Three Deployment Pitfalls
Pitfall 1: Picking AMNL because “the paper said it's SOTA”. AMNL is SOTA on FD002. On FD001 with a NASA-sensitive deployment, AMNL is a regression. Always condition the recommendation on YOUR cost shape, not the paper's showpiece subset.
Pitfall 2: Skipping the failure_share check. AMNL's sample weights only help when there are enough failure samples for the weighting to bite. If your training set is <10% failure samples, AMNL ≈ 0.5/0.5 baseline because the weights barely diverge from 1.0. Check spec.failure_share before prescribing AMNL.
Pitfall 3: Trusting the chooser without re-running the seeds. The chooser encodes paper-derived rules. If you change sensors, change the RUL cap, or swap C-MAPSS for N-CMAPSS, re-run a 5-seed sweep before locking in the recommendation. The rules should be re-derived per problem family.
Takeaway: Closing Chapter 16
AMNL is regime-specific, not universal. Best on complex multi-condition data with RMSE-dominant cost (FD002 / FD004). Worst on healthy-dominated data with NASA-dominant cost (FD001).

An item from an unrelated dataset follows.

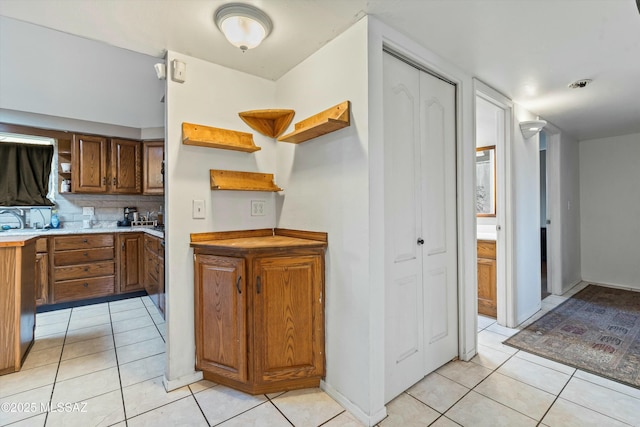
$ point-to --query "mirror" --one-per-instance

The break-even on FD001-style data is ~22% NASA-vs-RMSE weighting. Most safety-critical aviation deployments are well above that threshold; they should not use AMNL on healthy-dominated subsets.
The decision logic is a pure-Python dataclass + dict. 15 lines. Trivial to embed in a CI gate that refuses to ship a model unless its training recipe matches the problem spec.
Closing Chapter 16. AMNL's wins (FD002 6.74) survive the cross-pipeline correction (§16.3, ≈ 7.2). Its losses (FD001 NASA 434) are real and require GABA — which is exactly the next chapter.